Like thick spreading paint, the rock revolution covers the earth. Abroad as here, the results are extremely uneven. England, for instance, appears as glutted as we—it's as impossible to keep up with all their groups as with our own Yes is one of the latest, and the Pretty Things, dating from early-Stones era, among the most venerable, but both provide a rather depressing lesson in what it means to be drow...ned in the torrents of an industry gone berserk.
The Pretty Things' first album was one of the most fun of 1965—primitive tornthroat blues utilizing the same "Can I Get a Witness" beat in every song. One looked forward to this one because they are a thrillingly ragged blues band with none of the usual snobbery. What a surprise, then, to find an ultra-pretentious concept album, complete with strained "story" (A Man's Life from rural birth to Prodigal's Oliver Twist freakout), like some grossly puerile cross between the Bee Gees, Tommy, and the Moody Blues, who should be shot for what they've done to English rock lyrics: "On a dark and windswept street/The faces I see of the people I meet/With their eyes they build a shrine/That takes me back to the forest of my mind."
Yes fare much better—a fine, developing group. Their sound seems to be a mix of several of the most currently popular approaches, notably Crosby, Stills and Nash (vocally) and Vanilla Fudge (instrumentally). Unlike the Fudge, they have a sense of style, taste and subtlety, and the record is a pleasurable one, if a bit familiar-sounding. Their version of the Byrds' "I See You" is especially nice, although none of their own compositions are very memorable. This is the kind of album that sometimes insinuates itself into your routine with a totally unexpected thrust of musical power.

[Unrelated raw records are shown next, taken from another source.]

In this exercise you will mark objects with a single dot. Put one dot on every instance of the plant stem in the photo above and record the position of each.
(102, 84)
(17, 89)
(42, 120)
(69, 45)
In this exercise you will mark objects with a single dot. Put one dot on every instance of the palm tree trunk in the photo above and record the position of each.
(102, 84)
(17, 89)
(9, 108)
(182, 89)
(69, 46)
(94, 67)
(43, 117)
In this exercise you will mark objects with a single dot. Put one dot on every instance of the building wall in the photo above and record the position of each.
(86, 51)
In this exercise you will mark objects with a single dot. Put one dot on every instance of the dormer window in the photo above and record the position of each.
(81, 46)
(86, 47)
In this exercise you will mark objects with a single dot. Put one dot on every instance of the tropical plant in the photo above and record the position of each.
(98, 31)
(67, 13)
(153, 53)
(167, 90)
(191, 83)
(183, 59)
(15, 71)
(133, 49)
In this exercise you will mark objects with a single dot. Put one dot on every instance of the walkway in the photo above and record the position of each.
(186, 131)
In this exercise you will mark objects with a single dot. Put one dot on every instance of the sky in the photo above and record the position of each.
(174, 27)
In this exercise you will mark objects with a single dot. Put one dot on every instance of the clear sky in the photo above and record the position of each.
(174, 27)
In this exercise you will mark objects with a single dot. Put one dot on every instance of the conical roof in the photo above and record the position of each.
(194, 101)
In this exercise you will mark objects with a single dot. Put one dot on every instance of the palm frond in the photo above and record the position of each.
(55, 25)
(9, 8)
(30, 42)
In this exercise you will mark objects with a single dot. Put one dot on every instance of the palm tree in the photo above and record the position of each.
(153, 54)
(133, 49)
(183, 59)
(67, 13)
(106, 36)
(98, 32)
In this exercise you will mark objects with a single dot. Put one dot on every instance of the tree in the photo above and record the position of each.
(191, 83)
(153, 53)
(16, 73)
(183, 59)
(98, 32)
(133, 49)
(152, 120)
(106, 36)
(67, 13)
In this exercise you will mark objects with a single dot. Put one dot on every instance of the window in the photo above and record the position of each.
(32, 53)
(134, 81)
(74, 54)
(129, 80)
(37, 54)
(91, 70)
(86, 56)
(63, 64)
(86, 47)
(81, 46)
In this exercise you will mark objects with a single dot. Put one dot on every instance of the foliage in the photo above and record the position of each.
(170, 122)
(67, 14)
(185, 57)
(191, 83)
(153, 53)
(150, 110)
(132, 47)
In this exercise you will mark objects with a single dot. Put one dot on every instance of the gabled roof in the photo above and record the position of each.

Because all of it is excellently done: brisk fuzz leads, whirring bass, a bit of the Beatles vocally, a touch of Wes Montgomery in the guitar solos—a definitive album, in fact, in the prevalent style of "hip" groups over the past two years. The only trouble is that there are hosts of American bands (and presumably British as well) who are into the same bag with equal facility and taste. The excitement of true innovation is missing—which may not be a valid criticism, since most rock is folk music anyway, but that's what makes albums like this one so much less arresting than many others.